Propos recueillis par Jean-Louis Caffier
Jean-Marc Jancovici est l’ingénieur référence du couple Energie-Climat. C’est l’inventeur du Bilan Carbone, le co-fondateur (avec l’économiste Alain Grandjean) de la société Carbone 4 qui conseille quelques unes des très grandes entreprises françaises. Proche conseiller de Nicolas Hulot, ce polytechnicien-écolo-atypique estime par exemple que le nucléaire est davantage une partie de la solution qu’une partie du problème et que les énergies renouvelables seules ne suffisent pas à gérer la transition. Forcément, il en énerve beaucoup mais séduit aussi ceux qui pensent que l’avenir s’écrit plus avec des chiffres qu’avec des dogmes. Quand on lui parle des risques du nucléaire, il n’hésite pas à citer les 10.000 morts par an dans les mines de charbon ou le million de victimes annuelles des accidents de la circulation. Sans oublier son engagement résolu dans la lutte contre le réchauffement climatique aux conséquences infiniment plus sérieuses qu’une explosion de réacteur ! « Janco » est un homme à écouter attentivement.
L’Hémicycle – Pourquoi l’énergie devrait-elle devenir un sujet central de la prochaine campagne présidentielle et du débat politique en général ?
JMJ : Ce qu’on attend des élus, c’est qu’ils s’occupent en priorité de l’économie et du social. Or, la croissance économique est totalement asservie à l’énergie. Il est très difficile de faire croître l’économie si on n’additionne pas une baisse des prix de l’énergie et une augmentation de l’approvisionnement. Nous sommes proche du phénomène inverse. La production de pétrole a atteint son pic. Vont suivre un plateau puis une baisse de production (déjà effective en Europe) avec des effets sévères sur les prix qui vont devenir erratiques. Idem pour le gaz dans 10 à 20 ans (et cela a déjà commencé en Europe). Nous entrons dans une zone de récessions potentielles à répétition. La contrainte énergétique va monter. La transformation, qui est la base de l’économie, sera plus contrainte et le PIB baissera.
L’Hémicycle – Que peut-on faire pour sortir de cette spirale ?
JMJ : Mettre l’énergie au centre de nos priorités, sachant qu’on ne change pas de politique énergétique en un jour. La vision doit se faire à l’échelle d’une cinquantaine d’années. Il faut d’abord éviter les mauvais choix, comme ceux qui ont été effectués il y a 30 ans : l’énergie pas chère a permis l’étalement des villes qui prépare des drames de demain. Il ne faut pas seulement un plan correctif, mais une refonte complète. Sinon, le risque serait de créer une véritable poudrière alimentée par la détresse économique et la hausse du chômage.
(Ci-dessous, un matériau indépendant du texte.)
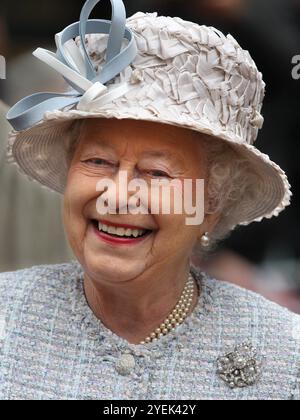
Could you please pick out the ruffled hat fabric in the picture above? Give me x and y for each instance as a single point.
(186, 75)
L’Hémicycle – Mais pourquoi les partis de gouvernement ne tiennent-ils pas assez compte des contraintes physiques ?
JMJ : Je vois deux raisons. La première, c’est que les politiques, à quelques exceptions près, n’ont pas de formation scientifique. Il y a deux cents ans, les grands scientifiques de notre pays étaient très impliqués dans la politique. Ils ont disparu. Aujourd’hui, les politiques sont plus souvent des avocats ou autres professions littéraires. Ils ne font pas la différence entre le réel et l’irréel. Le monde vit dans une sorte d’apesanteur pleine de promesses intenables. Il n’y a pas de compréhension des lois physiques dans l’appréciation de l’évolution du monde. C’est grave ! La deuxième raison, c’est que les élus sont habitués à ne manipuler que des chiffres en lien avec l’économie. Ces chiffres sont désormais très incomplets et ne permettent pas d’apprécier le bon fonctionnement du monde. L’un des enjeux majeurs est donc de réconcilier au plus vite les élus et les experts !.